Friday 30 September 2016

Poor earnings growth for Bursa listed companies (6)

In my previous postings about this subject I used the FBMKLCI, the 30 heavyweights, based on market cap.

Another index is the MSCI Malaysia Index: "With 43 constituents, the index covers about 85% of the Malaysian equity universe.".

The EPS of this index is pretty similar to the numbers I gave for the FBMKLCI, with the exception that it peaked in 2012 instead of 2014:



One explanation could be that there were quite a few multi-billion RM rights issues in the last few years, which bolstered the profits for the companies (which I measured in the previous postings), but not necessarily on a per-share basis (as detailed in the above table).

Growth has been steady between say 2002 and 2012, about 10% yoy, but after that have clearly declined, with 2016 being most likely another poor year.

The index has lagged the emerging markets index over the last 15 years:



However, that doesn't mean the Malaysian shares are much more cheaper than those of other emerging countries, in the contrary:




Both on a PE and a P/BV basis Malaysia is actually more expensive, only the dividend yield is somewhat higher.

As one keen observer (of emerging markets and Malaysia particularly) put it:


I think the key factor underpinning Malaysia's  higher valuation multiples is the 'support'  from government-linked investment companies (GLICs - EPF,  Khazanah,  KWAP etc) who  consistently purchase Malaysian equities, and notably support them during market sell-offs.

This support has historically made the Malaysian market less volatile/lower beta vs. regional markets in the past.

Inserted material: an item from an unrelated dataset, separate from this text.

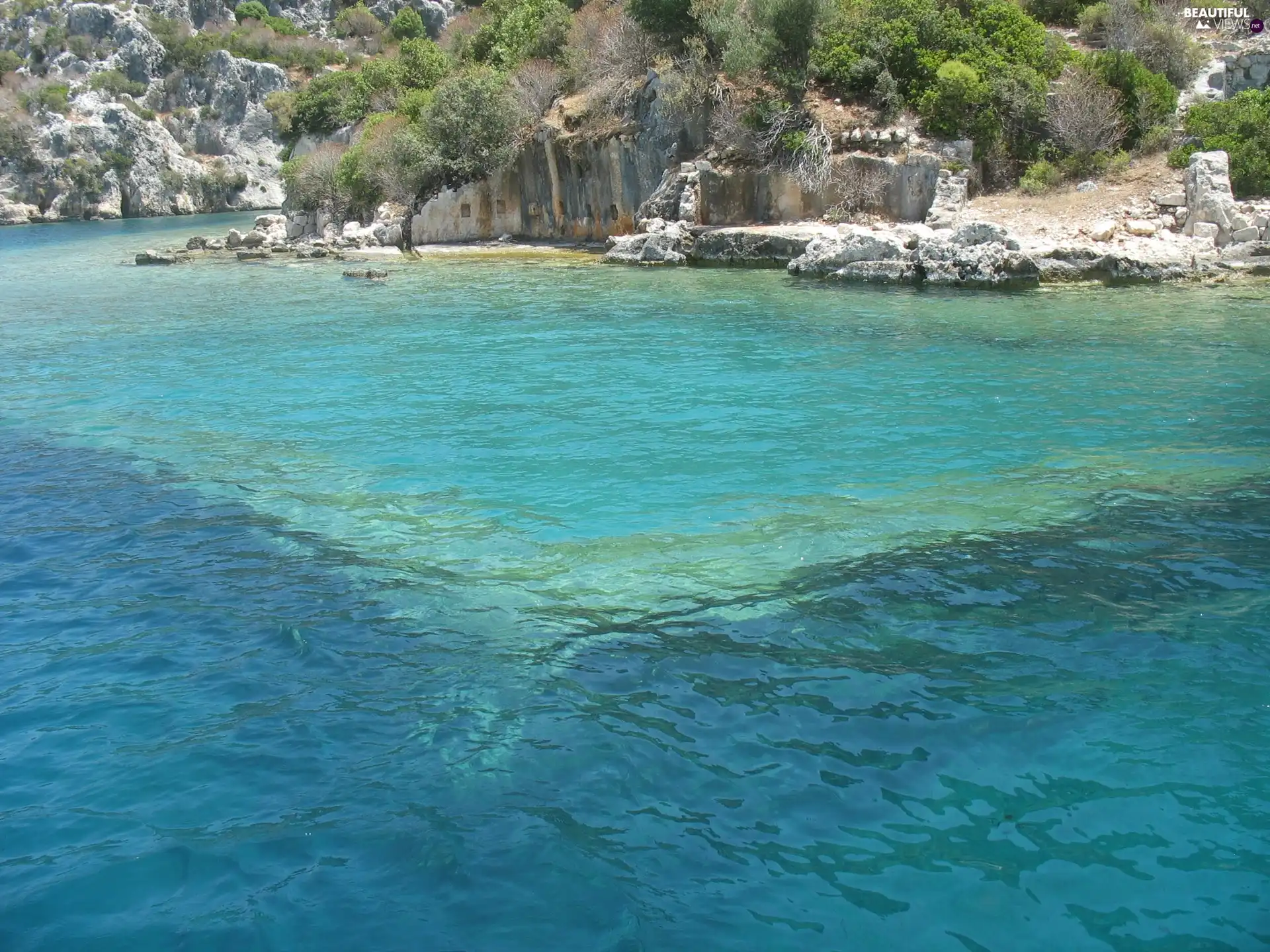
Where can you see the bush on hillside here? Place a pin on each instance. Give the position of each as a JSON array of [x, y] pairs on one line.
[[1161, 44], [1147, 99], [1085, 116], [331, 100], [48, 97], [535, 85], [1062, 13], [516, 31], [423, 65], [17, 143], [1241, 128], [955, 106], [912, 38], [1040, 177], [357, 22], [407, 24], [669, 19], [469, 128], [414, 103], [251, 11], [116, 84], [775, 36]]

While M'sia's P/E may seem unjustifiably high  relative to EM, its economy (c. 4-5% GDP growth, current account surplus, benign inflation etc) isn't  in too bad shape relative to the much of the rest of  EM- especially China, South Africa, Turkey, Russia,  Brazil etc.

Also, corporate governance is probably above average for an EM  - and better than those markets mentioned above.

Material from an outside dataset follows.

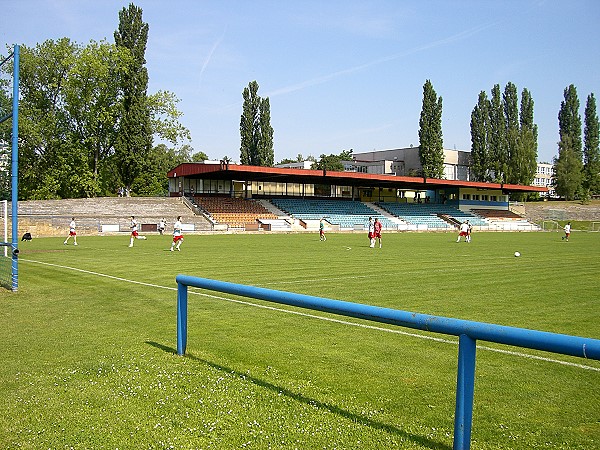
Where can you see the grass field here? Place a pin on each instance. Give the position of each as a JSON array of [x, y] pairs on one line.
[[89, 341]]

The cost of capital - driven by lower bond yields - is also lower than the average EM - c.  10% vs. mid-teens or higher for some EMs, which should translate into higher P/Es.


All  these  factors should translate into above-average valuations for the M'sian market relative to EM.

That being said, earnings growth amongst the larger caps has been disappointing over the past few years.